Dataset imports

The launch_import_job management command submits a Kubernetes Job that runs manage.py import_subset against the prod database. The Job reuses the backend image and the secrets the backend Deployment already consumes, so there's no separate credential plumbing on the developer laptop. Jobs always land in the prod namespace.

Prerequisites

kubectl context pointing at the target cluster
Membership in the lcmd:dataset-importers group (talk to a cluster admin)
The lcmd-import-secrets Secret exists in prod (one-time setup, see below)

Usage

# Import OSCARDHBD with a 5-row limit, tail the logs, exit when the Job finishes
manage.py launch_import_job --subset OSCARDHBD --limit 5

# Submit and exit immediately
manage.py launch_import_job --all --no-wait

# Re-attach to a previously submitted Job
manage.py launch_import_job --attach import-oscardhbd-20260429-091500-abcd

Ctrl-C disconnects on the next log line — quiet pods may take a moment. The Job keeps running in the cluster regardless. Re-attach with --attach <name> or kubectl logs -f job/<name>.

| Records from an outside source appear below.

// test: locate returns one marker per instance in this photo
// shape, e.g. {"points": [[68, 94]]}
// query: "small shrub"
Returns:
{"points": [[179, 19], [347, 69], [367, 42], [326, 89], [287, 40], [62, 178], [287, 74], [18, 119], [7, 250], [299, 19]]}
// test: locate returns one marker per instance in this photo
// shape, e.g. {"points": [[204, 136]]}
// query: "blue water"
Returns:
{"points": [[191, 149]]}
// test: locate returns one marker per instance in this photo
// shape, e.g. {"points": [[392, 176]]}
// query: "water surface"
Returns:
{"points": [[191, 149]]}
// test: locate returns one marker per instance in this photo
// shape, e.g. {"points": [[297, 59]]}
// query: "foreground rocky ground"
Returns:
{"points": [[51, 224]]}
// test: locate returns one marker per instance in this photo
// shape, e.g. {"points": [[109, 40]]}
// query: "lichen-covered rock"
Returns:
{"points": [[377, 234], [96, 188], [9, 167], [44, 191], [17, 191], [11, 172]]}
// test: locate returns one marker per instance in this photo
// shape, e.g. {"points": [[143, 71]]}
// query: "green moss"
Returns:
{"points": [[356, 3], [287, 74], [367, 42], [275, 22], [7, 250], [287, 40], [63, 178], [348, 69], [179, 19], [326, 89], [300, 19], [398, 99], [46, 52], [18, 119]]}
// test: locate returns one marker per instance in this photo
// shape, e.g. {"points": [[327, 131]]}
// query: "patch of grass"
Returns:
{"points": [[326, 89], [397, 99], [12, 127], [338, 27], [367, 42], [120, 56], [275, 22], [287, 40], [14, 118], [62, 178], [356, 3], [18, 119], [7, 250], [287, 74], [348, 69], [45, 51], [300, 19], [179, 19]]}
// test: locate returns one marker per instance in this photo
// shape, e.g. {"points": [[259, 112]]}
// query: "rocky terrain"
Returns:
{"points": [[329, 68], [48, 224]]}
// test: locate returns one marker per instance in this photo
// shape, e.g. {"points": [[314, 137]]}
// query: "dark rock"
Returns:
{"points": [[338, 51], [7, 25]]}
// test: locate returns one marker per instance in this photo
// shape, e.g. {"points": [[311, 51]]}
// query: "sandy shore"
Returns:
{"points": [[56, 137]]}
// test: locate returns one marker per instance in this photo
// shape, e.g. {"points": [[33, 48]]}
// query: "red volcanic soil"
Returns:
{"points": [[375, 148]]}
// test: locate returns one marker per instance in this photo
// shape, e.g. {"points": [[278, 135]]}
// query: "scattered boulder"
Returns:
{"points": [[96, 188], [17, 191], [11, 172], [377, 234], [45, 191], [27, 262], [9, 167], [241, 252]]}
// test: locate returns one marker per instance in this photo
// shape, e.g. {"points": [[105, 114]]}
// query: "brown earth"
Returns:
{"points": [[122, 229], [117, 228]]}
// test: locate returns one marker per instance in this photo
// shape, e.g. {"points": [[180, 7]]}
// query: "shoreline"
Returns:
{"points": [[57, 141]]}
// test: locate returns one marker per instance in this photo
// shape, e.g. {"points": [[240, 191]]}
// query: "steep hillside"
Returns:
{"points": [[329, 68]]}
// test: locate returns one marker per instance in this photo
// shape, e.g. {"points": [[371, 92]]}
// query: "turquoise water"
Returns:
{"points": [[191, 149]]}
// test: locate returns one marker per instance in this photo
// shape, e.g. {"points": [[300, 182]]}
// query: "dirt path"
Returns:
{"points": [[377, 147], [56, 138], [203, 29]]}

Validating the manifest before submission

--print-manifest emits the Job manifest to stdout and exits without submitting. Pipe to kubectl apply --dry-run=server -f - for apiserver-level validation (catches malformed fields, RBAC failures, admission-controller rejections):

manage.py launch_import_job --subset OSCARDHBD --print-manifest \
  | kubectl apply --dry-run=server -f -

Useful when iterating on the manifest, after a kubernetes upgrade, or to debug a Job that fails on submission.

Collision protection

If another Job for the same subset is already active, submission is refused:

CommandError: Active Job(s) for subset='oscardhbd' already running:
import-oscardhbd-20260429-091500-abcd. Wait for them to finish or pass --force.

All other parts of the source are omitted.